The beach community I grew up in was at one time famous for ice boating and along with that there were always some ice fishing huts. Although I lived on a river on the ocean side of the peninsula, there is a second river, the Navesink, to the west of us on the Shrewsbury, and it froze solid on occasion. We would go skating there (it was a glorious expanse of ice to skate on) and also watch the wooden ice boats race. These wooden boats go incredibly fast and because they are made of wood they make a certain wonderful sound on the ice.

A much more offmodel Mickey decoy I also found online. Not in my collection.

When skating we would pass small ice fishing huts, but I never was inside one nor do I know precisely what they were catching that was worth sitting out there in the cold. I assume it was the same fish we caught in the summer with less trouble? I have been told that in Minnesota people set up on the ice for the long haul and have very elaborate huts that are brought onto the ice or erected. These were simple and tiny for the most part, just a bit of protection from the wind I guess.

Felix tummy.

Looking carefully at Felix I would say he has been much used – the metal fins have some use and rust on them. He has wear marks, on his ears in particular.
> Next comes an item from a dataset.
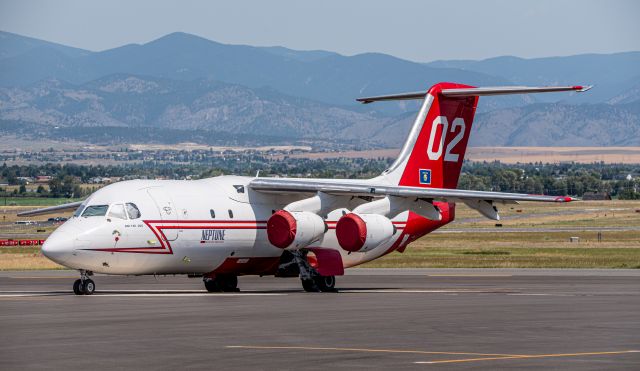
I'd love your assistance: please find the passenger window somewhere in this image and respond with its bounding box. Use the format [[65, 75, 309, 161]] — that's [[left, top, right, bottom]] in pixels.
[[125, 202, 142, 219], [73, 204, 87, 218], [107, 204, 127, 220], [82, 205, 109, 218]]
His tummy has these wooden inserts and I would guess this is how he is filled with lead there to give him the heft that was needed for him to sink in the water. He has a small rusted hook behind his ears for attaching him to the stick or pole and as mentioned, his tail moves side to side and his eyes are glass. His come hither fishing days are behind him and he has come to rest here in the Pictorama collection with his less hardworking Felix brethren.